CCFI 572A (3 credits) Advanced Seminar in Cross-Faculty Inquiry in Education: “Research Epistemology, Ontology, and Axiology: Disciplinary and Transdisciplinary Perspectives”
Thursdays 4:30 to 7:30 pm
Dr. Jennifer Vadeboncoeur (ECPS)

Graduate students engage in course content that introduces them to research traditions—in logical positivism and iterations of positivism(s); interpretivism, and forms of interpretivism, such as hermeneutics, and; critical theory, including neo-Marxist and post-modern perspectives. This investigation is significant because it frames, or should frame, an entire research project, from the articulation of research questions, through to research designs, methods of data collection, methods of data analysis, and the production of texts. Consistency within research traditions enables a researcher to conduct transdisiplinarity research with integrity.
Lefebvre’s notion of transdisciplinarity, expanded to include social foundations of education (philosophy, anthropology, sociology, history, and psychology), frames the course. Graduate students are provided with course content that exemplifies disciplinary perspectives of each of the research traditions and includes examples of research that attempts to work across some of the “foundational” disciplines, though no research to date has been found that includes a transdisciplinary perspective of all of the above disciplines. Students may conduct readings across the research traditions within a single discipline, though they will be required to read each of the examples of research that works across disciplines.

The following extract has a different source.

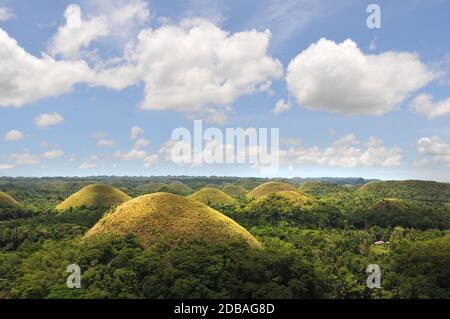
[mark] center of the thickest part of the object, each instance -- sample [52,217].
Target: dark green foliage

CCFI 572E (3 credits) Advanced Seminar in Cross-Faculty Inquiry in Education: “The Medicalization of Education: Regulating ‘Un/fit’ Citizens—Disability Culture, Arts and Politics”
Mondays 4:30 to 7:30 pm
Dr. Leslie Roman (EDST)

The course provides a broad overview of the different conceptions and paradigms of impairment and disability: medical, social/socio-political and human rights frames, the latter particularly drawing upon community-inspired arts, theatre, autobiography, collective visual and performing arts, ranging from wheel-chair choreography and dance to rap and soulful poetry, from biting humor to satirical popular theatre. The spaces the arts create for empowerment and social change are what we will engage. The aim here is to reveal how wide-ranging disability communities use the arts and cultural politics to speak back “shamelessly” to the tropes and experiences of medicalization, eugenics, public health, educational and psycho-therapeutic practices and regimes. The course will examine whether and how feminist, post-structural, anti-colonial and cultural studies perspectives engage or take up disability studies.

CCFI 601A (3 credits) Doctoral Seminar:
“The Cultivation of Cosmopolitanism”
Wednesdays 4:30 to 7:30 pm
Dr. William Pinar (EDCP)

We will study cosmopolitanism as elaborated by its major exponents and critics, with special attention to the meaning of a cosmopolitan education. A keyword for our time, cosmopolitanism has been elaborated in terms of human rights, has been criticized as an extension of European colonialism, and has been studied historically. In addition to reviewing these major discourses – by Appiah, Benhabib, Cheah, Kurasawa, Nava – we will focus on its cultivation educationally, studying and critiquing my own suggestions for a curriculum of cosmopolitanism.
Because our readings derive from scholarship in cultural studies, philosophy, and education, we will continually slide toward – and resist – transdisciplinarity.